Si dans le chapitre précédent, Monsieur Béland expliquait les façons
par lesquelles une institution financière
peut être différente malgré les pressions du marché, Madame Saint-Jacques
fait ici de même dans le domaine
de la publicité. En outre, elle suggère que le message publicitaire peut,
si on le désire, véhiculer "le souffle qui
fait vivre" et elle nous donne des exemples concrets. De plus, elle
suggère que les valeurs n'émanent pas
seulement du monde social, des modes ou des institutions. Comme je l'ai
suggéré par la notion de "niveau de
développement de la conscience" (voir le chapitre d'introduction),
Madame Saint-Jacques suggère que ces
valeurs proviennent aussi d'une aspiration profonde de l'être et, pour
être fière de son métier de gestionnaire
publicitaire, elle doit attribuer à cette aspiration une "attention
particulière", comme aimait le dire la philosophe
Simone Weil (voir le chapitre 12).
Chapitre
7
Outils de gestion pour l'humanisation et la spiritualisation
du
travail en économie de marché: 20 ans d'expérimentation
dans une entreprise du secteur alimentaire
J.-Robert
Ouimet
Dans ce chapitre J.-Robert Ouimet, président du Conseil d'administration
et chef de la direction de trois
entreprises de tailles moyennes dans l'alimentation, décrit comment des
valeurs d'humanisation et de
spiritualisation ont été institutionnalisées depuis une vingtaine d'année
dans ces entreprises. D'inspiration
chrétienne, mais ouvert à d'autres religions et traditions spirituelles,
cette institutionnalisation est
particulièrement sophistiquée : elle a fait l'objet de nombreuses recherches
et d'expérimentations durant 40
ans; elle fut le sujet d'une thèse de doctorat déposée récemment par ce
Pdg; elle a intégré les observations
personnelles de personnalités internationales comme, par exemple, Mère
Teresa. Cette institutionnalisation
est basée sur une définition sophistiquée du type de responsabilités et
de valeurs à être poursuivies. Elle a de
plus engendré l'invention de 16 outils de management innovateurs. Et son
efficience a de plus été évaluée,
jusqu'à maintenant, par 19 enquêtes systématiques.
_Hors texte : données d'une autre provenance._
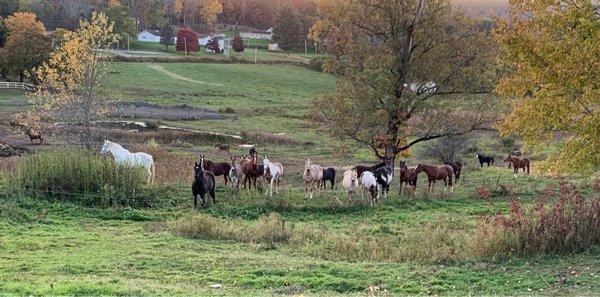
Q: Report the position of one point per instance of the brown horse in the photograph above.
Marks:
(218, 169)
(250, 170)
(435, 173)
(518, 163)
(407, 176)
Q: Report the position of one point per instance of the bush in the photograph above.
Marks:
(568, 224)
(238, 44)
(187, 40)
(77, 176)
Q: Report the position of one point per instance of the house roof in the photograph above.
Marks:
(153, 32)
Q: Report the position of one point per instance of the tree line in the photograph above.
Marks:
(132, 15)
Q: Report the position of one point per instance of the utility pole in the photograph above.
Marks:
(305, 49)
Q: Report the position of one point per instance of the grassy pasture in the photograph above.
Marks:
(52, 248)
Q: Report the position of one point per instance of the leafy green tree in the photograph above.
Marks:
(3, 33)
(410, 71)
(167, 36)
(288, 30)
(26, 44)
(213, 45)
(551, 51)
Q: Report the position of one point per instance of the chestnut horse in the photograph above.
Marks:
(218, 169)
(435, 173)
(518, 163)
(407, 176)
(250, 170)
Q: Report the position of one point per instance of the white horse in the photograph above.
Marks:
(125, 157)
(272, 172)
(313, 174)
(350, 182)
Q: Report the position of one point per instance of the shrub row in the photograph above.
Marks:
(77, 176)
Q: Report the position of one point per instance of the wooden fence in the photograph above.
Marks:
(17, 85)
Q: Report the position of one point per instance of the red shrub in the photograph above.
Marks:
(559, 221)
(596, 185)
(187, 40)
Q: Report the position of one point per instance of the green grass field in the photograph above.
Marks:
(407, 245)
(255, 49)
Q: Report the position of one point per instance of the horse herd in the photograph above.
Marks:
(372, 180)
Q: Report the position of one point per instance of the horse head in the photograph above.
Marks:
(307, 164)
(402, 165)
(353, 176)
(198, 171)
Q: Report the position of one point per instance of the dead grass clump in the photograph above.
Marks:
(268, 229)
(269, 138)
(561, 221)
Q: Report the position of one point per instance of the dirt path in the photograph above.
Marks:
(160, 68)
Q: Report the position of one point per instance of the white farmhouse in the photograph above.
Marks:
(149, 36)
(267, 34)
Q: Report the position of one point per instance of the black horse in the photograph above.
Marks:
(383, 176)
(362, 168)
(328, 175)
(485, 159)
(457, 167)
(204, 183)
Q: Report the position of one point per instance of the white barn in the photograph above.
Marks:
(267, 34)
(149, 36)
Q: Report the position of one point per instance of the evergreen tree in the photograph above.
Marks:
(288, 32)
(167, 36)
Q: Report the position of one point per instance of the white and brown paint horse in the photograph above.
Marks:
(313, 174)
(273, 172)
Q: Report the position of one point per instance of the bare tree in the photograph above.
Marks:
(411, 71)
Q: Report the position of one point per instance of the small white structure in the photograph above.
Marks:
(149, 36)
(203, 40)
(267, 34)
(274, 47)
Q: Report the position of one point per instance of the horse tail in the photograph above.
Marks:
(153, 169)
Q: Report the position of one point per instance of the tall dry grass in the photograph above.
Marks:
(440, 240)
(560, 221)
(76, 175)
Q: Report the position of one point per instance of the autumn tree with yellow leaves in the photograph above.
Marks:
(410, 71)
(70, 87)
(551, 51)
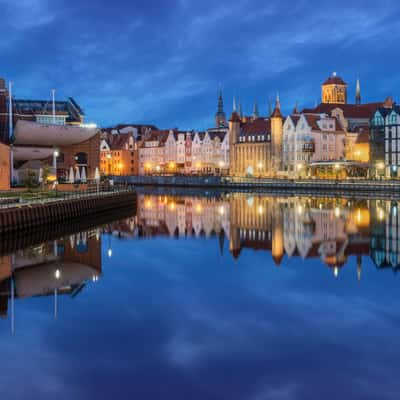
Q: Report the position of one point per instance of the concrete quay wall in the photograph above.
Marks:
(24, 217)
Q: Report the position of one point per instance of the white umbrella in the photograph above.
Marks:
(97, 175)
(71, 175)
(77, 175)
(40, 179)
(83, 175)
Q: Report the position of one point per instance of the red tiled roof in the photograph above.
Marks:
(363, 111)
(313, 120)
(235, 117)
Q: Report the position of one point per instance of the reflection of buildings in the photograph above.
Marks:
(385, 234)
(328, 229)
(54, 268)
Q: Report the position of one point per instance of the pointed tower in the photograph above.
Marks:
(255, 110)
(276, 137)
(358, 92)
(334, 90)
(220, 118)
(269, 106)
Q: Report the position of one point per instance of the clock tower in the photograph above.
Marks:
(220, 117)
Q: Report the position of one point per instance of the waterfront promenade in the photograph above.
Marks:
(361, 188)
(23, 214)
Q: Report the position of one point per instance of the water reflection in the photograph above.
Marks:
(329, 229)
(61, 267)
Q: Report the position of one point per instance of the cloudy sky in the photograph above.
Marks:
(162, 61)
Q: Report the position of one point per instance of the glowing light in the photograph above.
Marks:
(336, 272)
(299, 209)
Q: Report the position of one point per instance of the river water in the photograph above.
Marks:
(239, 296)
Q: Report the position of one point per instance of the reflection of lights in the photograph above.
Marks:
(300, 209)
(336, 272)
(380, 165)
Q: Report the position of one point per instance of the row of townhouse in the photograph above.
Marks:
(173, 151)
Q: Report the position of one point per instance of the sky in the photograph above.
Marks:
(163, 61)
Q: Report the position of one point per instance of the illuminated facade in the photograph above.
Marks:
(255, 144)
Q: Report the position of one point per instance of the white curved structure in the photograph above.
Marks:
(34, 134)
(22, 153)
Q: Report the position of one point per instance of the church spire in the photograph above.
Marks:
(240, 111)
(255, 110)
(220, 118)
(358, 92)
(277, 111)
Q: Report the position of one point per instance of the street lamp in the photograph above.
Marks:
(259, 166)
(55, 155)
(337, 167)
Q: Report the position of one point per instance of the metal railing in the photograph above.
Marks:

Ce cas est une démonstration concrète de la nécessité d'utiliser les
principes de la pensée systémique en
management (voir le chapitre 2), même si l'auteur emploie des appellations
différentes, parlant "d'intervenants"
au lieu de "groupes d'intérêts"* et de "responsabilités"
au lieu "d'enjeux". Il exemplifie de plus les différences
existantes entre les "besoins d'humanisation" et ceux de "spiritualisation"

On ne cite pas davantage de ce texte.